SAST : CrossSiteScripting

Question

SAST : CrossSiteScripting

JyothiBacham opened this issue 3 years ago · comments

JyothiBacham commented 3 years ago

JyothiBacham · Answer 1 · Fri Jun 04 2021 21:46:59 GMT+0800 (China Standard Time)

JyothiBacham commented 3 years ago

IBMeric · Answer 2 · Tue Jun 08 2021 05:39:39 GMT+0800 (China Standard Time)

Thank you for your report. Could you provide more explanation? You cited the description of CVE-2021-31684, a library the SDK does not depend on, and posted screenshots of a call tree for a separate item.

JyothiBacham · Answer 3 · Thu Jun 10 2021 08:47:32 GMT+0800 (China Standard Time)

Hi @IBMeric .. sorry please ignore the description provided previously.. I have deleted that.

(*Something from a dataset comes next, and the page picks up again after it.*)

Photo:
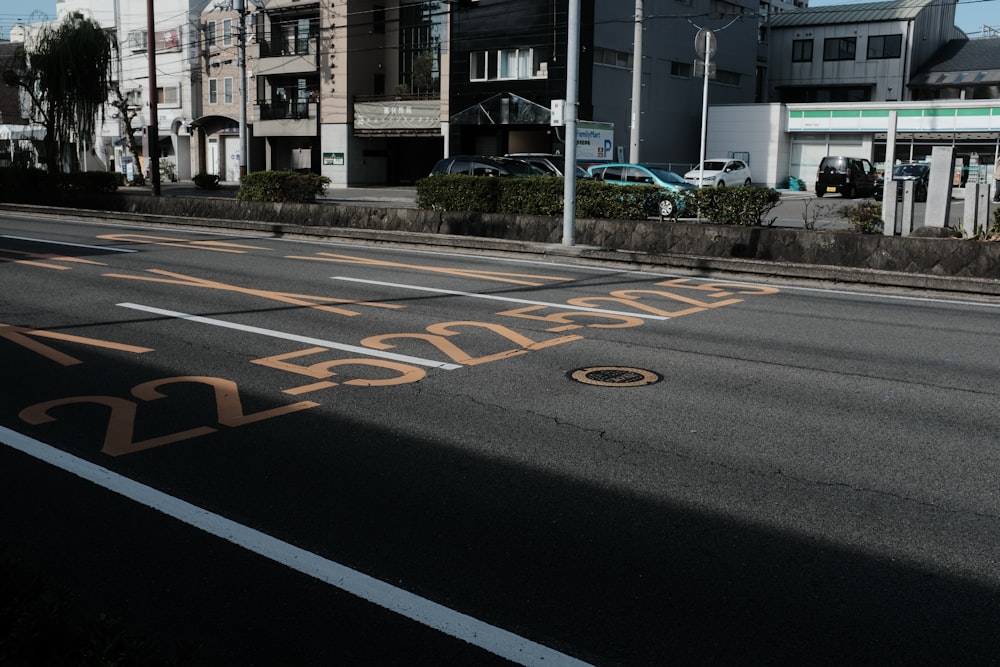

There is a risk of CrossSiteScripting at line 132 of AWSsigner is what our AppScan report says. Attaching more details on the risk and recommendations here.

JyothiBacham · Answer 4 · Thu Jun 10 2021 08:48:24 GMT+0800 (China Standard Time)

JyothiBacham commented 3 years ago

JyothiBacham · Answer 5 · Mon Jun 14 2021 13:18:31 GMT+0800 (China Standard Time)

Hi.. any update on this please

IBMeric · Answer 6 · Tue Jun 15 2021 01:30:12 GMT+0800 (China Standard Time)

This issue is present in upstream and is for v3 signatures that COS does not support. Clients should use IAM tokens or v4 signatures.